In the same samples, semantic similarity analysis was done to identify two main clusters of genes related to (1) T cell costimulation and (2) antigen processing and presentation through HLA class II molecules.

T cell costimulation

For T cell costimulation cluster, paired leukemia samples (n = 33) were assessed by flow cytometry; increased levels of expression were observed in inhibitory molecules at the time of relapse after allo-HSCT. The most significant results were increases in PD-L1, B7-H3, and PVRL2 expression and decreased expression of the T cell activation molecule, CD11A. On the same samples, CD3⁺ T cell expression of cognate receptors were studied. This found that PD-1 levels were significantly higher in patients with AML than controls, and there was a loss of CD28 expression. This indicates there was a significant change in the costimulatory link between donor T cells and leukemic cells between the two time points, e.g., CD28:CD80, ICAM1:CD11A.

HLA class II molecules

The results of mRNA expression in antigen presentation through HLA class II molecules demonstrated a consistent downregulation in the majority of HLA class II molecules and their regulator, CIITA, after allo-HSCT. The analysis of surface protein expression supported the loss of HLA-DR and HLA-DP in leukemic cells.
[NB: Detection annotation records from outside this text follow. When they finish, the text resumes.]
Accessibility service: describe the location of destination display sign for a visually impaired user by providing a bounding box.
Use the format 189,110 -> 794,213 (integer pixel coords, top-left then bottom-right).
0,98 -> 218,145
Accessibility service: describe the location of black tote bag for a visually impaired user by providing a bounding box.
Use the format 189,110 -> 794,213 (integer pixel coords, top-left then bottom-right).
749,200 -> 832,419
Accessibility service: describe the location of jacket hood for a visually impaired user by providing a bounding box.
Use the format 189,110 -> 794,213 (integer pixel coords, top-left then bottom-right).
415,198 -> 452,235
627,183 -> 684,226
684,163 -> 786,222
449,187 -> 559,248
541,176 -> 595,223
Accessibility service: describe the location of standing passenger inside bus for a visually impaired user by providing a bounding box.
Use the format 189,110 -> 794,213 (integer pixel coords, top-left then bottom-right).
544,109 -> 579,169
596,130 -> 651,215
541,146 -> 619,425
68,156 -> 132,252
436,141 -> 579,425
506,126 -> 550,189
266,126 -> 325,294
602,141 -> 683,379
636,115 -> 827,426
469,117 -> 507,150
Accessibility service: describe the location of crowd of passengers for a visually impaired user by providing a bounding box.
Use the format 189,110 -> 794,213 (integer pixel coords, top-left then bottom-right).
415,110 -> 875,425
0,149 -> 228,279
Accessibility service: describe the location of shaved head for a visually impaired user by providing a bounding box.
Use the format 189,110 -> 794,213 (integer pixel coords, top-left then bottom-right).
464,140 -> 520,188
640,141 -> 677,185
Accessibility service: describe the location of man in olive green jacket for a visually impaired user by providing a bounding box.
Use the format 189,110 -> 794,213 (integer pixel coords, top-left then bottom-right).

Gene cluster analysis of discovery and validation cohorts confirmed upregulation of coinhibitory ligands, such as PD-L1, and downregulation of HLA class II surface expression in leukemic blast cells between the time of diagnosis and relapse after transplant. This study further demonstrated that the mechanisms of downregulation of HLA class II and upregulation of coinhibitory ligands did not overlap and were irrespective of type of transplantation, i.e., donor–recipient match or mismatch. Overall, these two mechanisms of deregulation were considered responsible for up to 50% of relapses occurring following transplantation.

Therapeutic implications

Both mechanisms were associated with genes regulated by interferon (IFN). The upregulation of inhibitory ligands was aggravated by inflammation and could be blocked via immune checkpoint molecules. In an in vitro study, donor T cells responded better to leukemic cells in the presence of an anti-PDL1 monoclonal antibody. In addition, downregulation of HLA class II molecules on leukemia cells was recovered with inflammation and was restored with IFN-ɣ exposure. In co-culture, donor T cells obtained from a patient in relapse involving the depletion of HLA class II expression were found to respond to leukemia cells at the time of diagnosis but lacked response at the time of relapse. This could be recovered when leukemia cells were exposed to IFN-ɣ.

Conclusion

This study has demonstrated the possible impact of transcriptional changes on the leukemia escape and relapse following allo-HSCT along with genomic alterations. Two mechanisms that show opposite response to inflammation, i.e., the upregulation of inhibitory ligands and the downregulation of HLA class II expression, may be associated with the ability of leukemia cells to escape from donor T cells and terminate the immune response. The deregulation of allorecognition related to T cells may be a unique characteristic of post-transplantation relapse. IFN-ɣ release via induction of mild graft-versus-host disease or by blocking an immune checkpoint may be considered suitable approaches to manage these mechanisms.